Finding patterns in data

Large Datasets

When does the size of the dataset change your analysis strategy? There are 4 options in PATN that may not be appropriate for large datasets-

  1. Association (when the generation of a lower symmetric matrix is involved) and three options that are based on this association matrix
  2. Hierarchical classification (such as flexible UPGMA)
  3. Ordination (SSH in PATN) and

Once you have more than around 100 objects, traditional hierarchical clustering is less appropriate than a non-hierarchical strategy. Examining a dendrogram of more than 100 objects can be overwhelming, unless you have an intimate knowledge of the data and the processes that are generating the variation.

Ordination of more than 100 objects can pose greater problems. The Ordination plot will display objects that are visible on the external parts of clusters. By omission you can usuallyu infer to location on the plot of unseen objects. It may be useful to have an ordination for a few hundred objects just to examine the overall distribution of objects and get the PCC (the directions of the variables in the ordination space) orientations.

When you get to thousands of objects, generation time and memory requirements in the generation of association values starts to be a consideration.
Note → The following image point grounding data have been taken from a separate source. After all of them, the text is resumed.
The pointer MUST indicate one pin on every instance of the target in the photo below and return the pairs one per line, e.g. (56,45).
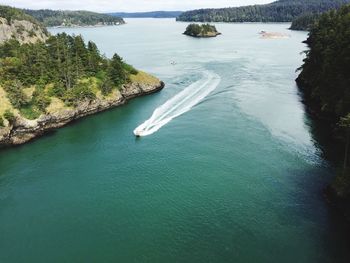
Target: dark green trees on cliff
(73,18)
(62,67)
(204,30)
(325,76)
(325,82)
(277,11)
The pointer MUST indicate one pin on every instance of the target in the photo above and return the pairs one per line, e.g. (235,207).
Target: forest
(63,67)
(325,83)
(52,18)
(197,30)
(279,11)
(304,22)
(11,13)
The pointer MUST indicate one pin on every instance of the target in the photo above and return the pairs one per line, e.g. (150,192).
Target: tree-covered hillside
(279,11)
(152,14)
(63,67)
(304,22)
(11,14)
(325,82)
(205,30)
(14,23)
(73,18)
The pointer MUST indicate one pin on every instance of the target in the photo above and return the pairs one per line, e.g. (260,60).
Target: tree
(115,70)
(345,125)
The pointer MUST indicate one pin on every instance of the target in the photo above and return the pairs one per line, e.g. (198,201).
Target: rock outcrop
(23,130)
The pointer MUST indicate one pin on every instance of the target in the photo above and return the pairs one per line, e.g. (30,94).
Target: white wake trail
(179,104)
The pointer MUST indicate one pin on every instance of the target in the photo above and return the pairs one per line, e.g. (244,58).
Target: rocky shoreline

PATN will happily try and produce the association matrix, but it may not be wise for you to ask for it! Hierarchical classification of thousands of objects really is getting crazy. Ordination will be even worse because the computer resources required for it are the greatest in PATN. Waiting a few hours for a useful outcome maybe appropriate, but when it is of marginal value, think again.

A Suggested Strategy for Larger Datasets

  1. Don't generate a (pair-wise) association matrix between objects
  2. Use non-hierarchical classification (which uses object-centroid association values)
  3. Group statistics and box and whisker plots as usual
  4. Export row (object) group centroids
  5. Import the group centroids as a new PATN dataset
  6. Run association and SSH
  7. Use PCC, MCAO and ANOSIM as required

NOTE: If there are more than 100 objects in the Data Table, PATN will by default-

  1. Deselect the generation of pair-wise association values
  2. select non-hierarchical classification with an appropriate measure
  3. Deselect ordination

Very approximate run Times for PATN Datasets (3GHz, Windows XP, 512MB memory)
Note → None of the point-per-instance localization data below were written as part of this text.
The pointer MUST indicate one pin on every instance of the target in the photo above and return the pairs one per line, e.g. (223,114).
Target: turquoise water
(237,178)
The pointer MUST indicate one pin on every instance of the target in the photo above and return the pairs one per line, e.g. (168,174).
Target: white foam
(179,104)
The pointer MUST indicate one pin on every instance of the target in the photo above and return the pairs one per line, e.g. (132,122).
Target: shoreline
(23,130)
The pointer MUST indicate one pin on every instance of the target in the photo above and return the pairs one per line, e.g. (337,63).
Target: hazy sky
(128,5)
# Objects # Variables Analysis Time (seconds)
100 100 Gower Metric on rows and columns, UPGMA (defaults), SSH (defaults) and all variables applied to ANOSIM & MCAO (100 iterations) and PCC 2
200 200 " 4
300 300 " 12
500 500 " 50
1000 1000 " 33
1000 50 " 17
2000 50 Non-hierarchical classification only (Gower metric) 54
5000 50 " 210

Large Datasets and Dendrograms

The non-hierarchical classification algorithm in PATN will not generate a dendrogram. The algorithm will create a set of k groups. Often what is wanted is a dendrogram of these groups. In PATN V3, this can be achieved fairly easily. When any classification is run, PATN automatically produces group statistics. For each variable in each group PATN reports the following values-

  1. Minimum
  2. First quartile
  3. Median
  4. Mean
  5. Third quartile
  6. Maximum

An example of this file -

Group statistics

To produce a group dendrogram do the following-

  1. Select File | Export Evaluation Data | Row Group Statistics
  2. Edit the file (or write a program or script) to produce to produce an Excel file in the form of Rows groups by column means or medians. The first row of the table will be group 1 and the first column will be variable 1 mean or median. The second column will be variable 2 mean or median and so on for each of the k groups. Make sure you have both row and column labels and save the file in Excel format.
  3. Import the Excel file into PATN
  4. Select the same association measure that you used for the non-hierarchical classification
  5. Select hierarchical clustering with defaults, and select the number of final groups that you think you may want
  6. Run the classification and display the dendrogram
  7. If needed, alter the number of groups and re-run.